The synthetic division table is:
$$ \begin{array}{c|rrrrr}-1&4&-3&0&6&-10\\& & -4& 7& -7& \color{black}{1} \\ \hline &\color{blue}{4}&\color{blue}{-7}&\color{blue}{7}&\color{blue}{-1}&\color{orangered}{-9} \end{array} $$The solution is:
$$ \frac{ 4x^{4}-3x^{3}+6x-10 }{ x+1 } = \color{blue}{4x^{3}-7x^{2}+7x-1} \color{red}{~-~} \frac{ \color{red}{ 9 } }{ x+1 } $$Step 1 : Write down the coefficients of the dividend into division table.

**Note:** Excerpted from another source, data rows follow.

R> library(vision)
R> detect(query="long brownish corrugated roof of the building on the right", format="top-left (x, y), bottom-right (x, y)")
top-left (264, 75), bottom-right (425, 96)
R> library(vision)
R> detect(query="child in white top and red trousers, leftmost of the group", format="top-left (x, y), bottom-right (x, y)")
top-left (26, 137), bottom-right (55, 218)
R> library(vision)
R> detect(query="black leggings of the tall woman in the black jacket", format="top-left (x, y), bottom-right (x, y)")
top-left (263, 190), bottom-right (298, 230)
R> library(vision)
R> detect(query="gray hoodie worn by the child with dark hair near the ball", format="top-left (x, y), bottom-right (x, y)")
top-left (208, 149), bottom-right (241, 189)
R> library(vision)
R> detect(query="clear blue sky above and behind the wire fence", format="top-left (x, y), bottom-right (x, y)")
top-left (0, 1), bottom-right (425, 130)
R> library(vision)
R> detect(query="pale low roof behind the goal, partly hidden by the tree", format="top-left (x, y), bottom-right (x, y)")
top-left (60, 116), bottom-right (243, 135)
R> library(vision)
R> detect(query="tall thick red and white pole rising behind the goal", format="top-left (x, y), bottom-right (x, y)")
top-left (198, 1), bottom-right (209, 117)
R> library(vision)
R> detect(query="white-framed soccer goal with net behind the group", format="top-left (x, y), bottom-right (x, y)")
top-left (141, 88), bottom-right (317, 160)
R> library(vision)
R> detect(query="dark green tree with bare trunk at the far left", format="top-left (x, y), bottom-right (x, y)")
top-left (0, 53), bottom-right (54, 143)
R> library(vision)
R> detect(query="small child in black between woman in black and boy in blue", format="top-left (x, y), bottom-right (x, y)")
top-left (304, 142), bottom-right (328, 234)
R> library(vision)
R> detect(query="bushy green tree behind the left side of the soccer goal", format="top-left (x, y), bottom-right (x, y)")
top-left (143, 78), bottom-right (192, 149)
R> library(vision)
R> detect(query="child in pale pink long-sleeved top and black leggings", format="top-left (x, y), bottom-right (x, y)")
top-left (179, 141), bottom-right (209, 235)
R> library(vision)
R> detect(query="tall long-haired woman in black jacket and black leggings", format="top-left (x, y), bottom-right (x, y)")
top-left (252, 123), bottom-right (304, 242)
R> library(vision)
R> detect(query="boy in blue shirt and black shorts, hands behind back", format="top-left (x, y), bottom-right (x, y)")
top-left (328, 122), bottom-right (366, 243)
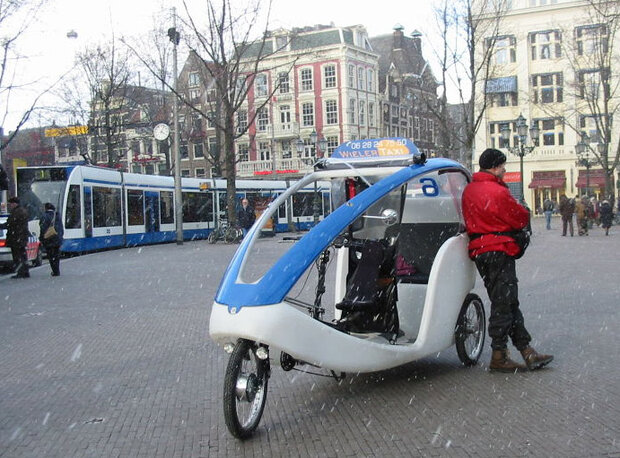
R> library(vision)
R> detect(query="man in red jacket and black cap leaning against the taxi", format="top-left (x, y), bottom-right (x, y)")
top-left (463, 148), bottom-right (553, 372)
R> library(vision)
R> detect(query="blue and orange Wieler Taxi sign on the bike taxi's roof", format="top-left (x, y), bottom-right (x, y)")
top-left (331, 137), bottom-right (420, 161)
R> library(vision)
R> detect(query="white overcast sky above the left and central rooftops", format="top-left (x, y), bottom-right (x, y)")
top-left (0, 0), bottom-right (433, 132)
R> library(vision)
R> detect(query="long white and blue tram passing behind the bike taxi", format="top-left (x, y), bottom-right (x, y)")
top-left (17, 165), bottom-right (329, 253)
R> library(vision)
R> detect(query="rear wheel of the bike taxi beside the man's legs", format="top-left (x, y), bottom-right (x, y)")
top-left (455, 294), bottom-right (486, 366)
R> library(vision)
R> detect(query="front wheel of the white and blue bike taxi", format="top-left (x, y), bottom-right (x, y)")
top-left (224, 339), bottom-right (269, 439)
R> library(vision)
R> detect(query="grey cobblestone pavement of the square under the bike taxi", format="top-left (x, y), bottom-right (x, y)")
top-left (0, 219), bottom-right (620, 457)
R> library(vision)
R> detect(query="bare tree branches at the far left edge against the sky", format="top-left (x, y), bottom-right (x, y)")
top-left (0, 0), bottom-right (53, 151)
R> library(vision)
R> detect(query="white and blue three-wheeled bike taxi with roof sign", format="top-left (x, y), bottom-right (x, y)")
top-left (209, 138), bottom-right (485, 438)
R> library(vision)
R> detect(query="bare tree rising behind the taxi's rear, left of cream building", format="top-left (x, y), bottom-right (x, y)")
top-left (427, 0), bottom-right (507, 167)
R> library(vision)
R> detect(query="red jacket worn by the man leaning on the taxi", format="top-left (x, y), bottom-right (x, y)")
top-left (463, 172), bottom-right (530, 259)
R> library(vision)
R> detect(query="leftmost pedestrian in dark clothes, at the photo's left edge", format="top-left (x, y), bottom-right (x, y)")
top-left (0, 197), bottom-right (30, 278)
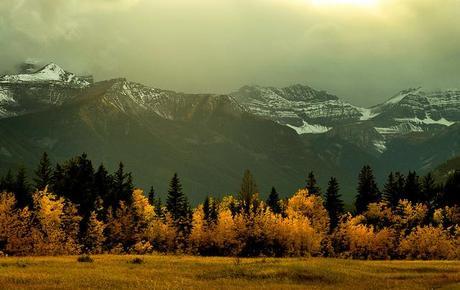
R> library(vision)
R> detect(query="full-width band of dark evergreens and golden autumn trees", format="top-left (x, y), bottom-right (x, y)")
top-left (0, 153), bottom-right (460, 259)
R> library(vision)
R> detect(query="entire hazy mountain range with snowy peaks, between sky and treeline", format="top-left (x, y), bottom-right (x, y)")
top-left (0, 64), bottom-right (460, 201)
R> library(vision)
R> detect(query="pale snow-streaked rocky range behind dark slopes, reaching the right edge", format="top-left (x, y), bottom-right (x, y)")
top-left (232, 85), bottom-right (460, 155)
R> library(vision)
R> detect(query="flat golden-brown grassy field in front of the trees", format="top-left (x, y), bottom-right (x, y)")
top-left (0, 255), bottom-right (460, 290)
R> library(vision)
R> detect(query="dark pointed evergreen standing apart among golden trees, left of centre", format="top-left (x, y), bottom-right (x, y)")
top-left (166, 173), bottom-right (190, 225)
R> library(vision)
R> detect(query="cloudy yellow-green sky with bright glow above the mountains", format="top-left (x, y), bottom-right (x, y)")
top-left (0, 0), bottom-right (460, 106)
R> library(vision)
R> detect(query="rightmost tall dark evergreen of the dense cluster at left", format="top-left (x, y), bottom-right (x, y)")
top-left (111, 162), bottom-right (134, 209)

Put the zero from $ x + 1 = 0 $ ( $ x = \color{blue}{ -1 } $ ) at the left.
$$ \begin{array}{c|rrrrr}\color{blue}{-1}&4&-3&0&6&-10\\& & & & & \\ \hline &&&&& \end{array} $$Step 1 : Bring down the leading coefficient to the bottom row.

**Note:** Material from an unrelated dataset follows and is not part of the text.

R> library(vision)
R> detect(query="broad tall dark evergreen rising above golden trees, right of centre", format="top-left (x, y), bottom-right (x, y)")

$$ \begin{array}{c|rrrrr}-1&\color{orangered}{ 4 }&-3&0&6&-10\\& & & & & \\ \hline &\color{orangered}{4}&&&& \end{array} $$Step 2 : Multiply by the number on the left, and carry the result into the next column: $ \color{blue}{ -1 } \cdot \color{blue}{ 4 } = \color{blue}{ -4 } $.
$$ \begin{array}{c|rrrrr}\color{blue}{-1}&4&-3&0&6&-10\\& & \color{blue}{-4} & & & \\ \hline &\color{blue}{4}&&&& \end{array} $$Step 3 : Add down last column: $ \color{orangered}{ -3 } + \color{orangered}{ \left( -4 \right) } = \color{orangered}{ -7 } $
$$ \begin{array}{c|rrrrr}-1&4&\color{orangered}{ -3 }&0&6&-10\\& & \color{orangered}{-4} & & & \\ \hline &4&\color{orangered}{-7}&&& \end{array} $$Step 4 : Multiply by the number on the left, and carry the result into the next column: $ \color{blue}{ -1 } \cdot \color{blue}{ \left( -7 \right) } = \color{blue}{ 7 } $.
$$ \begin{array}{c|rrrrr}\color{blue}{-1}&4&-3&0&6&-10\\& & -4& \color{blue}{7} & & \\ \hline &4&\color{blue}{-7}&&& \end{array} $$Step 5 : Add down last column: $ \color{orangered}{ 0 } + \color{orangered}{ 7 } = \color{orangered}{ 7 } $
$$ \begin{array}{c|rrrrr}-1&4&-3&\color{orangered}{ 0 }&6&-10\\& & -4& \color{orangered}{7} & & \\ \hline &4&-7&\color{orangered}{7}&& \end{array} $$Step 6 : Multiply by the number on the left, and carry the result into the next column: $ \color{blue}{ -1 } \cdot \color{blue}{ 7 } = \color{blue}{ -7 } $.
$$ \begin{array}{c|rrrrr}\color{blue}{-1}&4&-3&0&6&-10\\& & -4& 7& \color{blue}{-7} & \\ \hline &4&-7&\color{blue}{7}&& \end{array} $$Step 7 : Add down last column: $ \color{orangered}{ 6 } + \color{orangered}{ \left( -7 \right) } = \color{orangered}{ -1 } $
$$ \begin{array}{c|rrrrr}-1&4&-3&0&\color{orangered}{ 6 }&-10\\& & -4& 7& \color{orangered}{-7} & \\ \hline &4&-7&7&\color{orangered}{-1}& \end{array} $$Step 8 : Multiply by the number on the left, and carry the result into the next column: $ \color{blue}{ -1 } \cdot \color{blue}{ \left( -1 \right) } = \color{blue}{ 1 } $.
$$ \begin{array}{c|rrrrr}\color{blue}{-1}&4&-3&0&6&-10\\& & -4& 7& -7& \color{blue}{1} \\ \hline &4&-7&7&\color{blue}{-1}& \end{array} $$Step 9 : Add down last column: $ \color{orangered}{ -10 } + \color{orangered}{ 1 } = \color{orangered}{ -9 } $
$$ \begin{array}{c|rrrrr}-1&4&-3&0&6&\color{orangered}{ -10 }\\& & -4& 7& -7& \color{orangered}{1} \\ \hline &\color{blue}{4}&\color{blue}{-7}&\color{blue}{7}&\color{blue}{-1}&\color{orangered}{-9} \end{array} $$Bottom line represents the quotient $ \color{blue}{ 4x^{3}-7x^{2}+7x-1 } $ with a remainder of $ \color{red}{ -9 } $.